Ridge, I'm book marking your Option WTF? comment, I will feed it back to you later. Again nothing to support your claim, the deer were increasing prior to Option WFT? or bounties.

YOU show me the numbers, that correlate coyote numbers, to deer increases and deer declines. The Monroe study does not count, because it is not complete, and I can show the same effect in a dozen other studies, that when they were completed, destroy that notion. Myself and others have provided several, long term, large scale, peer reviewed, Western, predator control studies, on this very forum, that show that a reduction of predators, can not increase deer numbers. I don't recall, ever seeing, any hard data, to support the SFW, kool aid drinking, fairy tales that guys keep telling each other. It is all wishful thinking with no foundation or basis. It has been shown that raising buck to ratios can not increase deer, in fact it has been shown that it most likely can reduce herd numbers. But you guys _feel _like coupling that bad idea, with Unproven coyote control, will fix things, based on nothing but unsound ideology. So you are going to cling to the _hope_, that it will bring _change_. We have already done this a few times, what will be the next excuse when this fails?
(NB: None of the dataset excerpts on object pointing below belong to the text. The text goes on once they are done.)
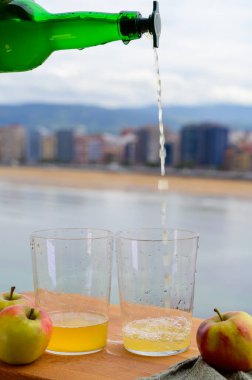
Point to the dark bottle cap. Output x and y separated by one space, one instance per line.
141 25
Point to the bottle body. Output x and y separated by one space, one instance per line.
29 36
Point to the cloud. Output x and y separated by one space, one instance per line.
205 55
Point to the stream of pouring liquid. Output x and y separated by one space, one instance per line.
163 184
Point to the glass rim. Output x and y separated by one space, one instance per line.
191 234
45 234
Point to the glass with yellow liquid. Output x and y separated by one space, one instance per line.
72 276
156 270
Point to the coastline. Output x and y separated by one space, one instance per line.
127 181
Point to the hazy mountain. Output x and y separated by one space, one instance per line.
98 119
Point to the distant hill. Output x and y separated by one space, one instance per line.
98 119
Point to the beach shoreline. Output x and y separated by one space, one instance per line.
126 181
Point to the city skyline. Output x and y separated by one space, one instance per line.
202 54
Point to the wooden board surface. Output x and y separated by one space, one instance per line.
114 362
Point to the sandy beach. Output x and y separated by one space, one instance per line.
87 179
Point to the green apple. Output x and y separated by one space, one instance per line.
11 298
24 334
225 341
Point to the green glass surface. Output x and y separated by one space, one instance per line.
29 34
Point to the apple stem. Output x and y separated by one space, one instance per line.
12 292
219 314
31 315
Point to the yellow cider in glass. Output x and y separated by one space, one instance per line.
163 334
75 333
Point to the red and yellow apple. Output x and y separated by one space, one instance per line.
225 341
11 298
24 334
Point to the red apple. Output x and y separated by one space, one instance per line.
24 334
225 341
11 298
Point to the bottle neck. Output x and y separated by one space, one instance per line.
85 29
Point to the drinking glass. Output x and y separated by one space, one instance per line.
156 275
72 279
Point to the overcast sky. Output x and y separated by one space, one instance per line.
205 56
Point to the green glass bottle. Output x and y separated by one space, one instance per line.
29 34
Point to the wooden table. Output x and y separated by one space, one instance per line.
114 362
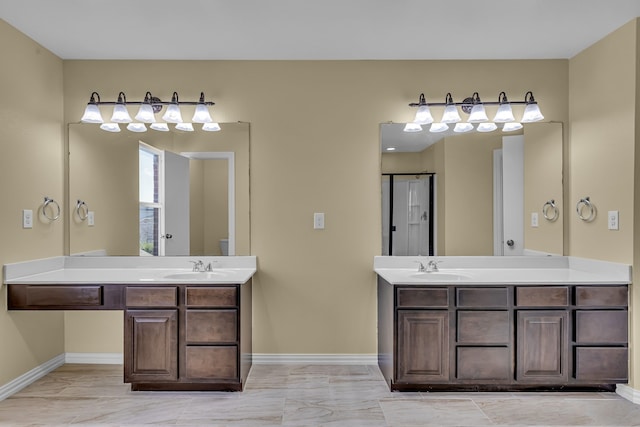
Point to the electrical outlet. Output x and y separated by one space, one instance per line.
534 219
27 218
612 220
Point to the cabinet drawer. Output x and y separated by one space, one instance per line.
483 327
601 327
603 296
423 297
209 362
483 363
542 296
165 296
211 326
62 296
481 297
601 364
222 296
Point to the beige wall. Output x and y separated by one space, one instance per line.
603 126
31 167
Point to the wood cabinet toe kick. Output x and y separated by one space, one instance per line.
177 337
502 337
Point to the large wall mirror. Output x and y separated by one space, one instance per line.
491 192
159 193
SHOW ME THE NUMBERS. Or as C3PO would say, put up, or shut up, and go _hope_ for _change_.


----------



## Vanilla

Dr Al Lonetree Gore---Change we can believe in!!!

Here is how it goes--Lonetree sits and uses lots of exclamation points, tells everyone they don't get it, and when everyone else sees what he can't, even when it is right in front of him, I laugh. 
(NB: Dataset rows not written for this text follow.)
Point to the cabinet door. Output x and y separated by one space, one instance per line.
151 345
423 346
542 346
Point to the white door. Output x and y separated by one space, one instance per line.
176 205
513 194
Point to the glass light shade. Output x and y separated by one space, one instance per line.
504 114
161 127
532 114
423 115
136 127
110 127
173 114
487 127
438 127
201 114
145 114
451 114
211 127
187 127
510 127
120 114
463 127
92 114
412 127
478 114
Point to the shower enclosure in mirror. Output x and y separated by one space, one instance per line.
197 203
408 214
Dude, keep yelling at everyone. Keep telling everyone how stupid they are. Use a couple more exclamation points. The only person who doesn't get it is you. I seriously can't believe you miss the hyperbole in my suggestions making fun of how utterly and ridiculously stupid your statements are. But when wanna-be know it alls like you miss the mark badly, it only makes for even better comedy. 
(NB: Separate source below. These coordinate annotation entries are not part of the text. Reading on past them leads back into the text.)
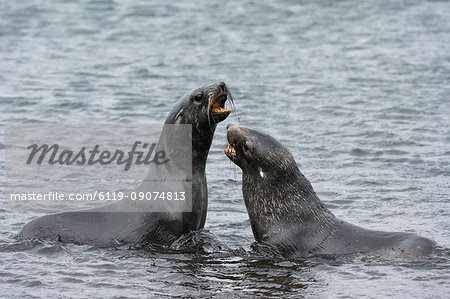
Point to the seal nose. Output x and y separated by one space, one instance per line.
222 86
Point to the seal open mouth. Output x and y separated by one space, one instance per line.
218 110
218 106
230 151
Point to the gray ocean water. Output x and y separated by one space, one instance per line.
358 90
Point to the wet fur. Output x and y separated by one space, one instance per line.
286 213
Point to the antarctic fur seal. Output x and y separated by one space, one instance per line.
286 213
203 108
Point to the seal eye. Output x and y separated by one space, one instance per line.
248 147
198 97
You know that I know...and that is good enough for me.


----------



## Lonetree

TS30 said:


> Dr Al Lonetree Gore---Change we can believe in!!!
> 
> Here is how it goes--Lonetree sits and uses lots of exclamation points, tells everyone they don't get it, and when everyone else sees what he can't, even when it is right in front of him, I laugh.
> 
> Dude, keep yelling at everyone. Keep telling everyone how stupid they are. Use a couple more exclamation points. The only person who doesn't get it is you. I seriously can't believe you miss the hyperbole in my suggestions making fun of how utterly and ridiculously stupid your statements are. But when wanna-be know it alls like you miss the mark badly, it only makes for even better comedy.
> 
> You know that I know...and that is good enough for me.


Yes, I know that you know, that I know, that you can not support your arguments with anything but conjecture. Which is why you are in here again, with nothing as usual. Talking about how you can see things, yet can't quit demonstrate, or articulate them, with anything but your belief, in things you "see". If I missed any mark, by all means, jump on it, point it out. You can laugh, and passively dismiss it, but you can not, and are not capable of actually dismantling my argument, with any substance, or any substantiation. As evidenced in your responses. Which is why you try to deflect instead.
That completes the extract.